Я уселась на пенек и стала вдыхать и слушать…

Возле меня хрустнула ветка, кто-то встал рядом. Я знала, что это Алешка, одноклассник, с которым,  однако, за все девять или десять лет совместной учебы мы не сказали друг другу и пары фраз. Наверное, нам было о чем с ним поговорить, он хороший, Алешка, и, если не кривить душой, лучший в нашем классе, но сейчас, в этом царстве подснежников, разговаривать и даже шептаться было нельзя. Алешка видимо тоже усвоил это только что рожденное нами правило, слов не произносил, только присел рядом и обнял обеими руками меня за плечи. Сколько мы просидели на том пеньке, неведомо. Было и тепло, и холодно одновременно, а в сердце моем начал проклевываться первый подснежник такого весеннего чуда, которого, наверное, больше не будет никогда…

Мы откликнулись на чье-то «Ау!», нехотя переместились, не разнимая рук, на другую поляну, где был накрыт «стол», вокруг которого веселились наши друзья.

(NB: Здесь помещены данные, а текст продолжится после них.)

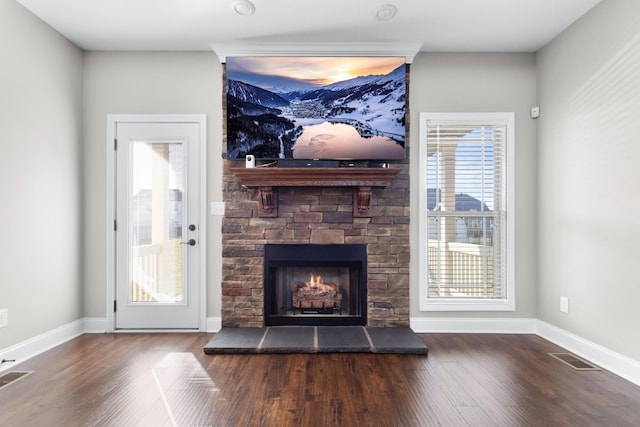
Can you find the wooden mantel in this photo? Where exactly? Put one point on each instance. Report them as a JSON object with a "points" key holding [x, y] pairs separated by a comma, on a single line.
{"points": [[361, 179]]}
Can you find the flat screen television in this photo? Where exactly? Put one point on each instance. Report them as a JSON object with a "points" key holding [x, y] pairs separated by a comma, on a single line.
{"points": [[320, 108]]}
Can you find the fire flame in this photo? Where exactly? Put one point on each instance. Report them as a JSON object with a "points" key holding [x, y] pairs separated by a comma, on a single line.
{"points": [[317, 285]]}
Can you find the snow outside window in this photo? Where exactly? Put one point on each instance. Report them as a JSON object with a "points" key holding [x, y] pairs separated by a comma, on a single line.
{"points": [[466, 230]]}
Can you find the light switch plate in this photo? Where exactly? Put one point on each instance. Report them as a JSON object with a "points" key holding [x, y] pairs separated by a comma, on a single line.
{"points": [[4, 317]]}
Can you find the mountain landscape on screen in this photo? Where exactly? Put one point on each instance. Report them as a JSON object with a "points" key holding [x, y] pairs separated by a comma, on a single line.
{"points": [[316, 108]]}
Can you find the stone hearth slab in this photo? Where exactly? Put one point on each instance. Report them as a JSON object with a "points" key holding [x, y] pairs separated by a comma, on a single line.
{"points": [[342, 339], [236, 340], [396, 340], [316, 339], [289, 339]]}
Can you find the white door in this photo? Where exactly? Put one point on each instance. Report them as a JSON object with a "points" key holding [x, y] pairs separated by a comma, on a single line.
{"points": [[157, 225]]}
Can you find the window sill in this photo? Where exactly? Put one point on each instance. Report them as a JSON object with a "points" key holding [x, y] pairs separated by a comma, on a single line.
{"points": [[467, 305]]}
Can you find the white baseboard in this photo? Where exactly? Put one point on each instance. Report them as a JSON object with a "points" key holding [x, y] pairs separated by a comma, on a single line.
{"points": [[621, 365], [95, 325], [32, 347], [617, 363]]}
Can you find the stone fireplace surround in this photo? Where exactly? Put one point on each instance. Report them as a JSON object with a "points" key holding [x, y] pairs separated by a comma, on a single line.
{"points": [[321, 214]]}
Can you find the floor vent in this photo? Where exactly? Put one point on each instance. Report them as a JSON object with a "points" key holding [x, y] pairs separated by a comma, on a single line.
{"points": [[11, 377], [575, 362]]}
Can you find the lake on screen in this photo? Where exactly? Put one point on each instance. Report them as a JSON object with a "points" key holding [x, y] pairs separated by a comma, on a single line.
{"points": [[341, 141]]}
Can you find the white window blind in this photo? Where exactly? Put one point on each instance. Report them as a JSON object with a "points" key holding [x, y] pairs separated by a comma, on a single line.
{"points": [[466, 211]]}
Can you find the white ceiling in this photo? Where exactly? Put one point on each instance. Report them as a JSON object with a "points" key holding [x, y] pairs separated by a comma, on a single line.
{"points": [[436, 25]]}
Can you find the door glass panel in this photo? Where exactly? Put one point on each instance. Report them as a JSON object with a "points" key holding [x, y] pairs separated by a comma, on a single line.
{"points": [[155, 232]]}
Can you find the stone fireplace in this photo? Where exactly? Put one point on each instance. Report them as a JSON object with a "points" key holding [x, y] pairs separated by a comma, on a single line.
{"points": [[316, 213], [315, 285]]}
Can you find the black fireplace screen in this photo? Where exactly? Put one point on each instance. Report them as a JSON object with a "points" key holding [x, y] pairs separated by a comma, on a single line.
{"points": [[315, 285]]}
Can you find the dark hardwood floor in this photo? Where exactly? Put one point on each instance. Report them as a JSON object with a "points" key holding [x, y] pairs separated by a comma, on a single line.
{"points": [[167, 380]]}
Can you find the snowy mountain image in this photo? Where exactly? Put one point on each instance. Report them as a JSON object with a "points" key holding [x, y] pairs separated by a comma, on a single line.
{"points": [[274, 110]]}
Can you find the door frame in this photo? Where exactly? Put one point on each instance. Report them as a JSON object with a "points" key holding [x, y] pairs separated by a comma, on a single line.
{"points": [[112, 121]]}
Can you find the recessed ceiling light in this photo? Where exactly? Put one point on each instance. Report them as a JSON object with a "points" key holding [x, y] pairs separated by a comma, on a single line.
{"points": [[243, 7], [386, 12]]}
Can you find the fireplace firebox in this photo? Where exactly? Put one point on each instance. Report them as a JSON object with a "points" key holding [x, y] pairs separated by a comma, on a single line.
{"points": [[315, 285]]}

На этой поляне подснежников не было…

Мы вышли из электрички, когда в город уже пришел поздний вечер. Последний трамвай довез нас до моей остановки, Алешка сошел вместе со мной, ведь не было сил отобрать  него свою руку. Стало еще холоднее, мы почти бегом дошли до моего подъезда, и там Алешка меня поцеловал! Губы его оказались неожиданно теплыми и добрыми, сладкими-сладкими… Он отпустил мою руку, и, так и не проронив ни слова, растворился в прохладном воздухе юной весны…

В школу на следующий день я не пошла,  проспала, не могла отойти от странных сновидений: я бежала за Алешкой сквозь бесконечные поля подснежников, но никак не могла его догнать, он не убегал от меня, оборачивался и призывно махал мне рукой, но расстояние между нами не сокращалось, и, совсем потеряв его из виду, я проснулась. Печаль растаяла вместе со сном, ведь в жизни впереди, уже сегодня, была встреча!




                Исповедь вторая. Снежана.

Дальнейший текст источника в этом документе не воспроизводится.